Activation functions decide how strong of a signal an individual neuron should give. In some cases, the signal gets completely removed (the result of applying the function is 0).

You do dot-product operations between a data vector and a weight matrix when training your Neural Network. Even in a multi-layer model, you'll do dot-product that result in a linear operation. Activation functions break that linearity. To do that, you need to pick a function that does not satisfy the expression:

$f(\alpha x_1 + \beta x_2) = \alpha f(x_1) + \beta f(x_2)$

A Neural Network without an activation function would not be able to learn non-linear relationships.

A wide variety of activation functions exist, some of which are 30+ years old. Here, we'll have a look at the most common ones. They also have some slight variations that try to improve some aspects of the original one.

## Sigmoid

One of the first well-known activation functions is the Sigmoid. Its definition is:

$Sigmoid(x) = \frac{e^x}{1 + e^x}$

Unfortunately, the gradient values become very small at the tail of the function. The result is too small weight update when training the model.

## ReLU

ReLU is currently the most popular activation function. It zeroes out negative numbers and keeps untouched the positive ones:

$Relu(x) = \max(0, x)$

Computing the ReLU is done very efficiently (compared to other activation functions) - it is simple thresholding.
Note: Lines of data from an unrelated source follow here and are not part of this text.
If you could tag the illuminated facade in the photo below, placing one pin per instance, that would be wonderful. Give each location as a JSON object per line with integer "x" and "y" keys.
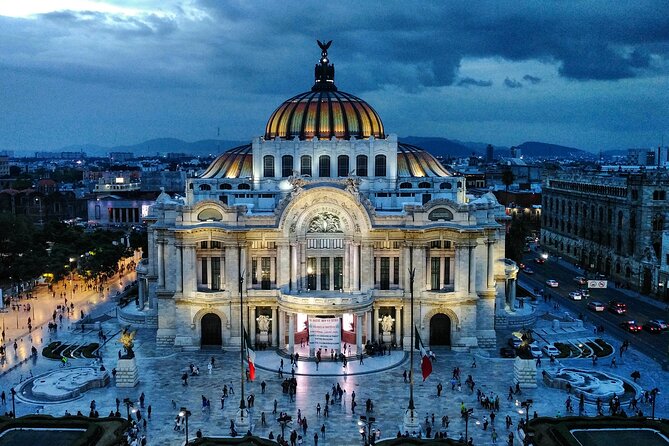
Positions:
{"x": 324, "y": 217}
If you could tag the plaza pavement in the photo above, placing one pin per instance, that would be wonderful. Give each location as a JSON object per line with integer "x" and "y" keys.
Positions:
{"x": 380, "y": 378}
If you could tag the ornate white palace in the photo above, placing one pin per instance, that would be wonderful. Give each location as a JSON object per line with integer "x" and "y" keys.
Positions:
{"x": 325, "y": 216}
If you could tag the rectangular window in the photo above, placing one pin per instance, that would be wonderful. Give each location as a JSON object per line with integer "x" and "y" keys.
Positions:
{"x": 266, "y": 279}
{"x": 215, "y": 273}
{"x": 205, "y": 275}
{"x": 325, "y": 273}
{"x": 434, "y": 273}
{"x": 311, "y": 273}
{"x": 385, "y": 273}
{"x": 339, "y": 273}
{"x": 254, "y": 270}
{"x": 305, "y": 165}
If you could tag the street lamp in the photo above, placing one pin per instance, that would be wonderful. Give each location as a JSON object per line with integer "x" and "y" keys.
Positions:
{"x": 368, "y": 421}
{"x": 186, "y": 414}
{"x": 13, "y": 392}
{"x": 467, "y": 413}
{"x": 128, "y": 404}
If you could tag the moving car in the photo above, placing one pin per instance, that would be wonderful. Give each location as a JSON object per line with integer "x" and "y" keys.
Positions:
{"x": 631, "y": 326}
{"x": 661, "y": 323}
{"x": 507, "y": 352}
{"x": 617, "y": 307}
{"x": 652, "y": 326}
{"x": 596, "y": 306}
{"x": 535, "y": 351}
{"x": 551, "y": 350}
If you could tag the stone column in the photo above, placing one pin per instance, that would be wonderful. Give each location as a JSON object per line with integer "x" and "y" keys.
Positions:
{"x": 281, "y": 329}
{"x": 293, "y": 267}
{"x": 291, "y": 333}
{"x": 274, "y": 327}
{"x": 490, "y": 281}
{"x": 398, "y": 325}
{"x": 356, "y": 267}
{"x": 358, "y": 333}
{"x": 179, "y": 286}
{"x": 161, "y": 264}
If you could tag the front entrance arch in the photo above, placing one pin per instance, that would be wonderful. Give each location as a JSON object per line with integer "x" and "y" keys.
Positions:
{"x": 211, "y": 330}
{"x": 440, "y": 330}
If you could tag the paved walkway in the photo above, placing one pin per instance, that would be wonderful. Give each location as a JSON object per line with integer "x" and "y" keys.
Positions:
{"x": 379, "y": 378}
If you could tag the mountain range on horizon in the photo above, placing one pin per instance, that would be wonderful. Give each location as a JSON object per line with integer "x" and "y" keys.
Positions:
{"x": 438, "y": 146}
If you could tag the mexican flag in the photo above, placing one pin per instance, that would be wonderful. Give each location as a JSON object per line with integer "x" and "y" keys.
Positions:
{"x": 250, "y": 356}
{"x": 425, "y": 362}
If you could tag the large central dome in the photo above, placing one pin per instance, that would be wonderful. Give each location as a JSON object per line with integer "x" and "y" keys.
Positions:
{"x": 324, "y": 111}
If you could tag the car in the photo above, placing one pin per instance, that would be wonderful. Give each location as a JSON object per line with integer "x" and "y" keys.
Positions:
{"x": 507, "y": 352}
{"x": 581, "y": 280}
{"x": 550, "y": 350}
{"x": 596, "y": 306}
{"x": 535, "y": 351}
{"x": 617, "y": 307}
{"x": 631, "y": 326}
{"x": 663, "y": 325}
{"x": 552, "y": 283}
{"x": 652, "y": 326}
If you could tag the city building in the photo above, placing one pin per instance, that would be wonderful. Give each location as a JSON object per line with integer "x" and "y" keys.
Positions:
{"x": 320, "y": 222}
{"x": 611, "y": 223}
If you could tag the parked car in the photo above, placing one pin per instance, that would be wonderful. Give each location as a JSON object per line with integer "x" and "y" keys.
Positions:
{"x": 653, "y": 327}
{"x": 617, "y": 307}
{"x": 535, "y": 351}
{"x": 507, "y": 352}
{"x": 661, "y": 323}
{"x": 551, "y": 350}
{"x": 631, "y": 326}
{"x": 552, "y": 283}
{"x": 596, "y": 306}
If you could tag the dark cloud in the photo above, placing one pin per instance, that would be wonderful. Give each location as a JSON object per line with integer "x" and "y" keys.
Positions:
{"x": 512, "y": 83}
{"x": 468, "y": 81}
{"x": 531, "y": 79}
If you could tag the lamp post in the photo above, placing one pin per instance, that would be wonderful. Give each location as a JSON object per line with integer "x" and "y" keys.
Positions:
{"x": 467, "y": 413}
{"x": 13, "y": 392}
{"x": 186, "y": 414}
{"x": 128, "y": 404}
{"x": 368, "y": 421}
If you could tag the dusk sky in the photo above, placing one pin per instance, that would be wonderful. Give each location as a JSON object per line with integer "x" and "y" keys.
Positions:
{"x": 587, "y": 74}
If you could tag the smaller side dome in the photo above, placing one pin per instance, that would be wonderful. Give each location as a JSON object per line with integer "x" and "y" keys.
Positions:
{"x": 235, "y": 163}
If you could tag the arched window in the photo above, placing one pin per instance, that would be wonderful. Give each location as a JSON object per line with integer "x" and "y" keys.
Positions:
{"x": 305, "y": 165}
{"x": 380, "y": 165}
{"x": 361, "y": 165}
{"x": 342, "y": 166}
{"x": 324, "y": 166}
{"x": 268, "y": 166}
{"x": 286, "y": 166}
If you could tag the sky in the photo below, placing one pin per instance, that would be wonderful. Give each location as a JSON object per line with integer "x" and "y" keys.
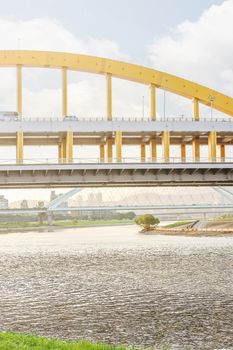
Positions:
{"x": 192, "y": 39}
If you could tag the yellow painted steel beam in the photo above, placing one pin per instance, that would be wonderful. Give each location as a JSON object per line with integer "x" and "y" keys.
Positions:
{"x": 195, "y": 105}
{"x": 64, "y": 153}
{"x": 64, "y": 91}
{"x": 109, "y": 95}
{"x": 60, "y": 152}
{"x": 102, "y": 153}
{"x": 153, "y": 150}
{"x": 19, "y": 147}
{"x": 221, "y": 150}
{"x": 19, "y": 88}
{"x": 212, "y": 143}
{"x": 109, "y": 144}
{"x": 69, "y": 146}
{"x": 196, "y": 149}
{"x": 183, "y": 152}
{"x": 118, "y": 145}
{"x": 152, "y": 102}
{"x": 166, "y": 145}
{"x": 143, "y": 152}
{"x": 122, "y": 70}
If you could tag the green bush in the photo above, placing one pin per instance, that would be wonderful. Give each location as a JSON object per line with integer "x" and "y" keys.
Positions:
{"x": 146, "y": 221}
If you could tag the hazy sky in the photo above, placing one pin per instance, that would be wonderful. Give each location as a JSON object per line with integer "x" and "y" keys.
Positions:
{"x": 188, "y": 38}
{"x": 134, "y": 24}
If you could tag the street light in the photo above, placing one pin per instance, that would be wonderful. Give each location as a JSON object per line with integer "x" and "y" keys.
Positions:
{"x": 164, "y": 104}
{"x": 143, "y": 106}
{"x": 211, "y": 99}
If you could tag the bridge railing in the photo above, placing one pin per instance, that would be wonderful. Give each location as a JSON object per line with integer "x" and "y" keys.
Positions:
{"x": 139, "y": 119}
{"x": 125, "y": 160}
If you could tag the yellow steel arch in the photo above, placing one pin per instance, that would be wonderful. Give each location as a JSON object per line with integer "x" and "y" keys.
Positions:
{"x": 122, "y": 70}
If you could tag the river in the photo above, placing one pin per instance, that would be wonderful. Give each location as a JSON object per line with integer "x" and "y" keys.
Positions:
{"x": 114, "y": 285}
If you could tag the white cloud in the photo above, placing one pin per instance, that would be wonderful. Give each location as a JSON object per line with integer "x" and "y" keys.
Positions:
{"x": 42, "y": 93}
{"x": 201, "y": 51}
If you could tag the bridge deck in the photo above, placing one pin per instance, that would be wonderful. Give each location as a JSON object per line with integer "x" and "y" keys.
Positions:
{"x": 50, "y": 131}
{"x": 115, "y": 174}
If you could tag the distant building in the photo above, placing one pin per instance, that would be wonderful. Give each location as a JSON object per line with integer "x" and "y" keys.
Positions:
{"x": 99, "y": 197}
{"x": 53, "y": 195}
{"x": 40, "y": 204}
{"x": 24, "y": 204}
{"x": 3, "y": 202}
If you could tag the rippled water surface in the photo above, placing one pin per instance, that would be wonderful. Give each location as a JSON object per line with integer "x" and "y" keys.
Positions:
{"x": 115, "y": 285}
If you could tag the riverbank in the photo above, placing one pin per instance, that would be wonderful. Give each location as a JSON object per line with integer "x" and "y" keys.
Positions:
{"x": 16, "y": 341}
{"x": 57, "y": 225}
{"x": 207, "y": 229}
{"x": 13, "y": 341}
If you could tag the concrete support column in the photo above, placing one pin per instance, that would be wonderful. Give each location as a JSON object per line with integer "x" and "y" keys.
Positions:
{"x": 221, "y": 150}
{"x": 212, "y": 144}
{"x": 19, "y": 88}
{"x": 166, "y": 145}
{"x": 69, "y": 146}
{"x": 109, "y": 144}
{"x": 60, "y": 152}
{"x": 118, "y": 145}
{"x": 153, "y": 150}
{"x": 143, "y": 152}
{"x": 19, "y": 147}
{"x": 195, "y": 105}
{"x": 183, "y": 152}
{"x": 152, "y": 102}
{"x": 64, "y": 91}
{"x": 109, "y": 95}
{"x": 102, "y": 153}
{"x": 63, "y": 145}
{"x": 196, "y": 149}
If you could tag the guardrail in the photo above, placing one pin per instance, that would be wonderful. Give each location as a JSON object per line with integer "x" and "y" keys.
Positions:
{"x": 117, "y": 119}
{"x": 127, "y": 160}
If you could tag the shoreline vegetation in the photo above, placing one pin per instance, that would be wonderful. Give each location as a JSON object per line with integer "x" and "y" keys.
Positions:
{"x": 60, "y": 224}
{"x": 18, "y": 341}
{"x": 183, "y": 228}
{"x": 216, "y": 227}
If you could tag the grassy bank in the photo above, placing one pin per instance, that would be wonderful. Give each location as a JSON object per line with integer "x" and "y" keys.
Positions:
{"x": 177, "y": 224}
{"x": 15, "y": 341}
{"x": 65, "y": 223}
{"x": 12, "y": 341}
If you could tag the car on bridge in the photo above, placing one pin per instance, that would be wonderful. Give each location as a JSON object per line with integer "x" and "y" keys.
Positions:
{"x": 9, "y": 116}
{"x": 70, "y": 118}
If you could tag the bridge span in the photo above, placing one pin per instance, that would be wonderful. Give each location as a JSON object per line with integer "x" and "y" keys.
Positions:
{"x": 111, "y": 134}
{"x": 89, "y": 174}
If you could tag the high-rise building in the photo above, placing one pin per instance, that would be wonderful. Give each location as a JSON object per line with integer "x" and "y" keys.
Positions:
{"x": 3, "y": 202}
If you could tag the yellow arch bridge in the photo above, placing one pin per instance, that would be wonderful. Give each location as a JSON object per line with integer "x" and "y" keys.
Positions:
{"x": 109, "y": 134}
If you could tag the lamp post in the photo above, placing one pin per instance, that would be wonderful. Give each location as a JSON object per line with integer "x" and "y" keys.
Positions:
{"x": 211, "y": 99}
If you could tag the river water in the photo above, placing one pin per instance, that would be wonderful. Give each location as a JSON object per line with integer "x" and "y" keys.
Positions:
{"x": 114, "y": 285}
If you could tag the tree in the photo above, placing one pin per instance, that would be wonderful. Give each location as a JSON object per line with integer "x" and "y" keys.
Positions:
{"x": 146, "y": 221}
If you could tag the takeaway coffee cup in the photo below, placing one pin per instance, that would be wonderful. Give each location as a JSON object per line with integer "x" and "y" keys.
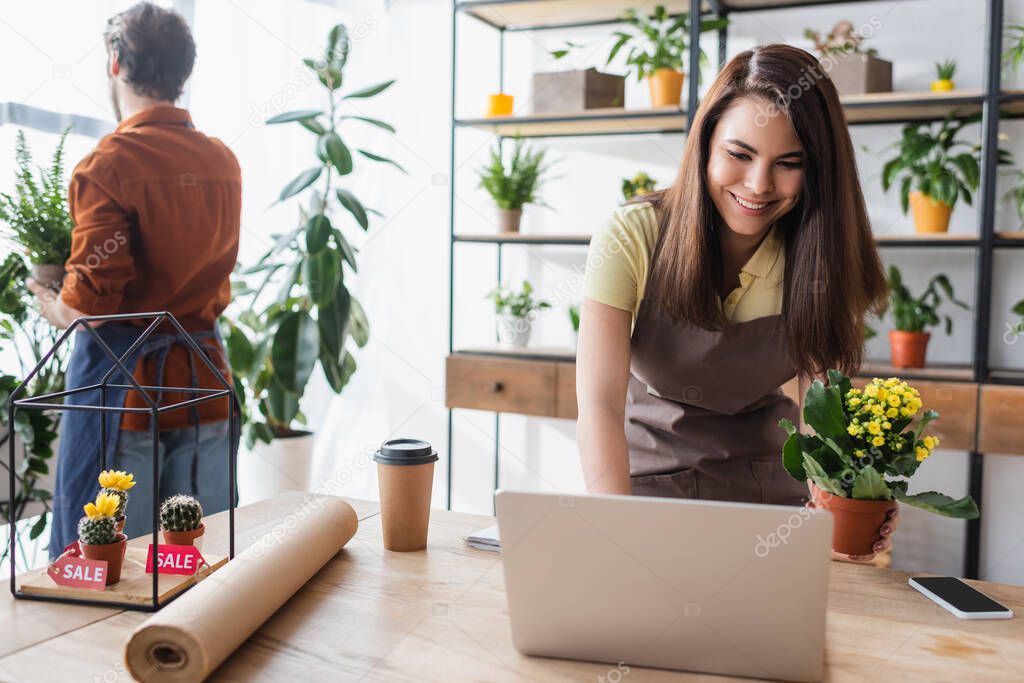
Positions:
{"x": 406, "y": 473}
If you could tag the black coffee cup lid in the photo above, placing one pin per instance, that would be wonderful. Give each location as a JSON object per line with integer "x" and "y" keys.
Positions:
{"x": 406, "y": 452}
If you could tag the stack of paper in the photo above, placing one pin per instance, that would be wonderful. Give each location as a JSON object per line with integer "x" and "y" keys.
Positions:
{"x": 484, "y": 540}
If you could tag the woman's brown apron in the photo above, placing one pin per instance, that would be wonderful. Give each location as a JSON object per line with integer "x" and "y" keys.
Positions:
{"x": 702, "y": 410}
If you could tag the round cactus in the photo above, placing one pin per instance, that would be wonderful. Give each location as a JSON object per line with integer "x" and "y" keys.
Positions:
{"x": 96, "y": 530}
{"x": 180, "y": 513}
{"x": 122, "y": 497}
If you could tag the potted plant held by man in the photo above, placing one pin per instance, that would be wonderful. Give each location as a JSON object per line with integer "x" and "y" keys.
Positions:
{"x": 37, "y": 215}
{"x": 862, "y": 455}
{"x": 908, "y": 342}
{"x": 516, "y": 313}
{"x": 514, "y": 185}
{"x": 296, "y": 311}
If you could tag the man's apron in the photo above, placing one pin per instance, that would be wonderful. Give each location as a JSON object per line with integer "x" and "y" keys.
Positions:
{"x": 79, "y": 453}
{"x": 702, "y": 410}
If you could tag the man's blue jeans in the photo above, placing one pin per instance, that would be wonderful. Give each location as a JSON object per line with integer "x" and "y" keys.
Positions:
{"x": 176, "y": 451}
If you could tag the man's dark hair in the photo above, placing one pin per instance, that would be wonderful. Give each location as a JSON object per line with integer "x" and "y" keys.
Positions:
{"x": 155, "y": 47}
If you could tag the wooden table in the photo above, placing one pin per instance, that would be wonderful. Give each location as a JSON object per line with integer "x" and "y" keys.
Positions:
{"x": 440, "y": 615}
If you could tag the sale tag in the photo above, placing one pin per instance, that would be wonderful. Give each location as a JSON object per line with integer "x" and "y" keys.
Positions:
{"x": 176, "y": 559}
{"x": 73, "y": 569}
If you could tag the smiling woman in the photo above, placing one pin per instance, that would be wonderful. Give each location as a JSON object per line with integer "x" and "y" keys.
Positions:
{"x": 702, "y": 299}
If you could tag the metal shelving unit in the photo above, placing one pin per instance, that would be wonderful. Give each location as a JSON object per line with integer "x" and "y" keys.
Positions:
{"x": 992, "y": 102}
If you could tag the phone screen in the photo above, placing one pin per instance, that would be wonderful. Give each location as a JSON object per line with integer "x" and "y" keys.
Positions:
{"x": 960, "y": 595}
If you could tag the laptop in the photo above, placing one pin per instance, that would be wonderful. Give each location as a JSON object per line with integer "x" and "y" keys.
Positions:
{"x": 698, "y": 586}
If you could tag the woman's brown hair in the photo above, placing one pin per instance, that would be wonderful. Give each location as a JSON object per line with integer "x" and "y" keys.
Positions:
{"x": 833, "y": 271}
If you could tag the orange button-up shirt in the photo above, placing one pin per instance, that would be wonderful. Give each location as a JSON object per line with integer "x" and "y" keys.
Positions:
{"x": 157, "y": 212}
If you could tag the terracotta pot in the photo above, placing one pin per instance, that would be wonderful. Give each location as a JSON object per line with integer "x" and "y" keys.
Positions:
{"x": 48, "y": 274}
{"x": 500, "y": 104}
{"x": 114, "y": 553}
{"x": 908, "y": 348}
{"x": 929, "y": 215}
{"x": 509, "y": 219}
{"x": 666, "y": 87}
{"x": 183, "y": 538}
{"x": 856, "y": 522}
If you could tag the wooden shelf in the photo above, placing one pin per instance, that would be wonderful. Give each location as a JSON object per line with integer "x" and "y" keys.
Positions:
{"x": 938, "y": 372}
{"x": 518, "y": 238}
{"x": 875, "y": 108}
{"x": 526, "y": 14}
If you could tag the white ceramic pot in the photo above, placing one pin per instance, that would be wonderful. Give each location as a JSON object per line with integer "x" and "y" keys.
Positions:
{"x": 284, "y": 464}
{"x": 513, "y": 331}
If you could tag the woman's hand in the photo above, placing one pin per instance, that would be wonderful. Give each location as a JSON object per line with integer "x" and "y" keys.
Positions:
{"x": 882, "y": 544}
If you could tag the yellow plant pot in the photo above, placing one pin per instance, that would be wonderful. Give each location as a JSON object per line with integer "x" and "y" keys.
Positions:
{"x": 666, "y": 87}
{"x": 929, "y": 215}
{"x": 499, "y": 104}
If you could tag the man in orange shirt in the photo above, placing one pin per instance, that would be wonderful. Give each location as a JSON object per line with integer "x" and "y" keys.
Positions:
{"x": 157, "y": 212}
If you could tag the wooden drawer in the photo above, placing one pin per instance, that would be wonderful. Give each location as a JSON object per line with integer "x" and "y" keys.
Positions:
{"x": 501, "y": 385}
{"x": 565, "y": 401}
{"x": 1001, "y": 428}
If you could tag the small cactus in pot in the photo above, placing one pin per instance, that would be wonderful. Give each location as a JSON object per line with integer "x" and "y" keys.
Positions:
{"x": 117, "y": 482}
{"x": 99, "y": 538}
{"x": 181, "y": 520}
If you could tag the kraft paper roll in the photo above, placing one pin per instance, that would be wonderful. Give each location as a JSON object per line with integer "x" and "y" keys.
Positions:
{"x": 189, "y": 638}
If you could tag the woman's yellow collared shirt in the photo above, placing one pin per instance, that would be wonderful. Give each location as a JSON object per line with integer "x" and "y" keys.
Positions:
{"x": 619, "y": 264}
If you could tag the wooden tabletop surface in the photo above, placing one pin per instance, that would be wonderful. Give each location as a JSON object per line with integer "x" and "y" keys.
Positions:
{"x": 440, "y": 615}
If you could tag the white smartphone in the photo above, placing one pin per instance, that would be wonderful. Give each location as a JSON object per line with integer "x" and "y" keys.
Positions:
{"x": 960, "y": 598}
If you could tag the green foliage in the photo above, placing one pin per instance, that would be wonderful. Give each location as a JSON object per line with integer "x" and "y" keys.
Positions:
{"x": 36, "y": 214}
{"x": 521, "y": 303}
{"x": 641, "y": 183}
{"x": 29, "y": 337}
{"x": 660, "y": 41}
{"x": 843, "y": 39}
{"x": 296, "y": 310}
{"x": 97, "y": 530}
{"x": 933, "y": 161}
{"x": 1014, "y": 54}
{"x": 838, "y": 459}
{"x": 180, "y": 513}
{"x": 516, "y": 184}
{"x": 944, "y": 71}
{"x": 914, "y": 313}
But zeroing out the parameter values results in their "death" - will not be ignored during training.

## Softmax

Softmax is used as an "output normalizer" when doing classification and you want the probability for each class.

The softmax forces the sum of values for each output neuron to be 1. The definition is:

$\text{Softmax}(x_{i}) = \frac{\exp(x_i)}{\sum_j \exp(x_j)}$

It applies the exponential function to each element of the input vector $x_i$. Normalization is ensured by dividing by the sum of all exponentials.